Seçimlerin ardından özellikle ekonomik alanda iktidar gemi azıya almış bir şekilde saldırıya geçti. Işık hızıyla fakirleşiyoruz.
Liranın dolar karşısında erimesi, temel gıda maddelerine gelen arka arkaya zamlar, büyük şehirlerde ev kiralarında yaşanan astronomik artışlar biz emekçi ailelerinin ayakta kalmasını imkansız hale getiriyor.
Asgari ücrete ve emekli maaşlarına yapılan “zamlar” yapıldığı gün yok oluyor.
Karşımızda tüm hücreleriyle sermayeyi korumaya yemin etmiş bir iktidar var. Bir önceki ekonomi politikası ekonomik yoksullaşmayı net bir şekilde tetiklediğinde de sermaye gruplarının lehine adımlar atmıştı. Şimdi önceki ekonomi politikalardan bütünüyle vaz geçmiş ve faiz konusunda bambaşka adımlar atmaya başlamışken de fatura yoksullara kesiliyor.
Açlık ve yoksulluk sınırında yaşayan insanlar şehri halinde büyük şehirler.
Merkezi ilçelerde barınamayan milyonlarca insan var.
Liderlerin moralsizliğine değil tabana bak
Seçimlerin ardından milyonlarca işçinin günlük yaşamında acı ve yoksullukta bir değişiklik yok.

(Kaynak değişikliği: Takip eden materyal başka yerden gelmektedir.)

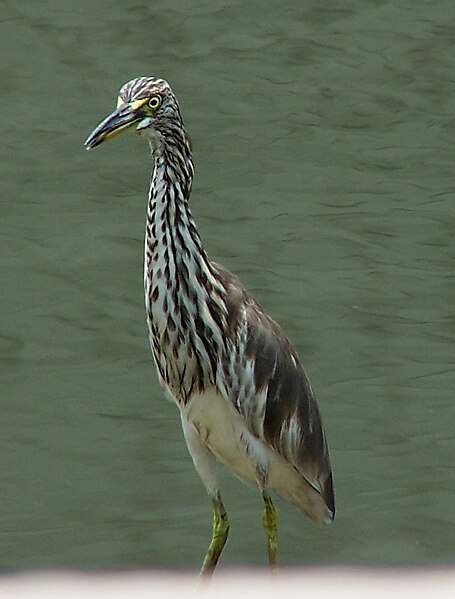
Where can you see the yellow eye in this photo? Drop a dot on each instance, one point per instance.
(154, 102)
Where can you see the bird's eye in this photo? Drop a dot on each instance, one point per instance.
(154, 102)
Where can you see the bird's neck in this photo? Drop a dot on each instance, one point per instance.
(179, 280)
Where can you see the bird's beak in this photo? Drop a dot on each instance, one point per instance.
(124, 117)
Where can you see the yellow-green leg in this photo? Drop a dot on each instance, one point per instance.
(270, 524)
(220, 533)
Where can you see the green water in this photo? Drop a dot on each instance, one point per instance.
(323, 137)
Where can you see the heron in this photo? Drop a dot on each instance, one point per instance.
(243, 396)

Daha derin bir yoksullaşmadan söz edebiliriz.
Aşağıda, seçimlerden önce varolan öfke bir yere kaybolmadı. Kaybolan bu öfkeye yanlış politikalarla seslenen liderlikler. Liderliklerin hiç de abartılmaması gereken seçim yenilgisini varoluşun sorgulandığı bir başlangıç noktasına çevirmesi tabana bir sessizlik olarak yansıyor.
Bu sonsuza kadar sürecek bir sessizlik değil.
Aşağıda iktidar blokunun aşırı sağcı her uygulamasıyla karşılaşan her işçide bu öfkenin biriktiğine emin olabiliriz.
Bu yüzden sosyalistler morali bozulanlara ya da moral bozukluğu hakkında ahkam kesenlere değil, mücadele fırsatlarına odaklanmak zorunda.